August 8, 2021

Bread

This sermon was never preached to a congregation. I wrote it for practice for the Tenth Sunday after Trinity 2021, and preached it on Zoom to my friend.

Image: ‘Adoration’ (Lino cut print) by the Rev’d Cécile

Gospel: John 6:35,41-51
Old Testament: I Kings 19:1-10

“The eucharist is not a prize for the perfect, but a powerful medicine and nourishment for the sick.” – Pope Francis (Evangelii Gaudium)

Elijah’s story in our Old Testament reading today begins with distress and ends with desolation.
It is between a dramatic demonstration of יהוה’s supremacy over Ba’al, and a story of intimate encounter, but has an altogether more human, more frail quality to it.
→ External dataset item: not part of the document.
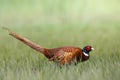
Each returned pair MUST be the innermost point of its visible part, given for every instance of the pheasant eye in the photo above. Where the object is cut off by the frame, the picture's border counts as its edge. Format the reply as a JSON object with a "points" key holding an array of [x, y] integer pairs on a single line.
{"points": [[88, 48]]}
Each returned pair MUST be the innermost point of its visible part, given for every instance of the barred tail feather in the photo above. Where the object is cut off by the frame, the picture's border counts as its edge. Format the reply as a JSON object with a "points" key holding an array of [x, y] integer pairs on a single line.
{"points": [[26, 41]]}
It is the story of a scared, weak Elijah receiving bread from an angel, and tells us something about the way we receive Christ.

It begins with a מלאך, a messenger of Jezebel. They bring a threat of death to Elijah “this time tomorrow”. It prompts Elijah’s one-day flight into the midbar, where he lies under a broom tree and asks God that he might die. Then the Bible invites us into Elijah’s awakening: “Look at this, a מלאך struck him”. One day after Jezebel’s messenger threatens death in one day, and he prays for death, he is struck by a מלאך. What happened within Elijah as he woke up? Had he dreamed of Jezebel’s vengeance, or of his slow death from dehydration under the broom tree, or of nothing at all?
Did he wake pleased at the strike, one final moment of consciousness before his longed-for oblivion? Or had the sleep refreshed him, brought him up a little from the depth of depression so that his awakening was a panicking into his now regretful death?
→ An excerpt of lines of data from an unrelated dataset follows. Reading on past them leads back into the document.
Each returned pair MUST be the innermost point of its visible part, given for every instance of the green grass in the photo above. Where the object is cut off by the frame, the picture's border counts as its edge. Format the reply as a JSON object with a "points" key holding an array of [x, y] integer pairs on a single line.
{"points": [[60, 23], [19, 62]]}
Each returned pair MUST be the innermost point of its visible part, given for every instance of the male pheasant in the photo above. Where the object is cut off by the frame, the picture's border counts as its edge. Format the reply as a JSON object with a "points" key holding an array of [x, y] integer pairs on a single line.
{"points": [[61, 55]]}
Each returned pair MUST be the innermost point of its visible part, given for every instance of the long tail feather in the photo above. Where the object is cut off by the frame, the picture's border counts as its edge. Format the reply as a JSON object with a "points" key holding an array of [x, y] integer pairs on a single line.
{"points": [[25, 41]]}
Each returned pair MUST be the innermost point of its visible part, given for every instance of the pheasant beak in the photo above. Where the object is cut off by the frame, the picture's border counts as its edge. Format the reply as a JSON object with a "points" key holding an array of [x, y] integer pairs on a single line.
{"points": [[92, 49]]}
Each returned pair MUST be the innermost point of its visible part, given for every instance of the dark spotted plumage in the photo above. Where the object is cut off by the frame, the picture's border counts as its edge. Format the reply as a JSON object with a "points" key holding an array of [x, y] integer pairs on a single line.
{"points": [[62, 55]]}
As I said a few weeks ago, though. God will never leave you alone. God doesn’t abandon Elijah to his death, but rather sends his own מלאך to Elijah before any assassin reaches him. Elijah isn’t woken by the blow of death, but the nudge of awakening. “Get up. Eat.” Commands the angel. Twice this happens, until Elijah’s strength is restored enough to continue on his journey to חרב, the mountain called desolation.
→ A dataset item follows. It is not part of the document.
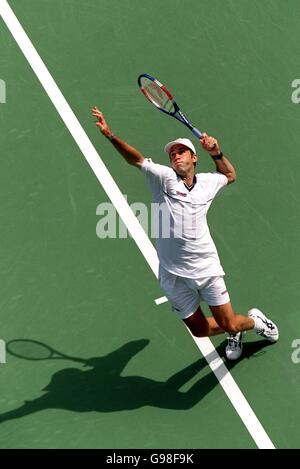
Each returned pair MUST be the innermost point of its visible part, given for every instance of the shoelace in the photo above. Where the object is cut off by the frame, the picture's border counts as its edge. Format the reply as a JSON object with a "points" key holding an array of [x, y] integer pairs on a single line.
{"points": [[233, 340]]}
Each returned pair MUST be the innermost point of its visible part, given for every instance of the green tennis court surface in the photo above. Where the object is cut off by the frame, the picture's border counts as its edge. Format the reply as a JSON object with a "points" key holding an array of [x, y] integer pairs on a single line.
{"points": [[129, 374]]}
The angel behaves like a good comforter and supporter, not trying to engage inappropriately with the affairs of the sufferer, but providing necessities and giving Elijah two small, completable tasks in the face of his overwhelming, painful, costly call.

It is noteworthy that the comfort sent when Elijah is at his lowest isn’t a sentence of affirmation “You’re not worse than your ancestors.” Or “You did the right thing.”, but rather the very physical concession of frailty and mortality that is simple nourishment.

Our gospel reading tells us the same thing. Jesus is the bread of life, and it isn’t in something ethereal like a magic spell or hearing his teaching that life is found, but in the very ingesting of his flesh.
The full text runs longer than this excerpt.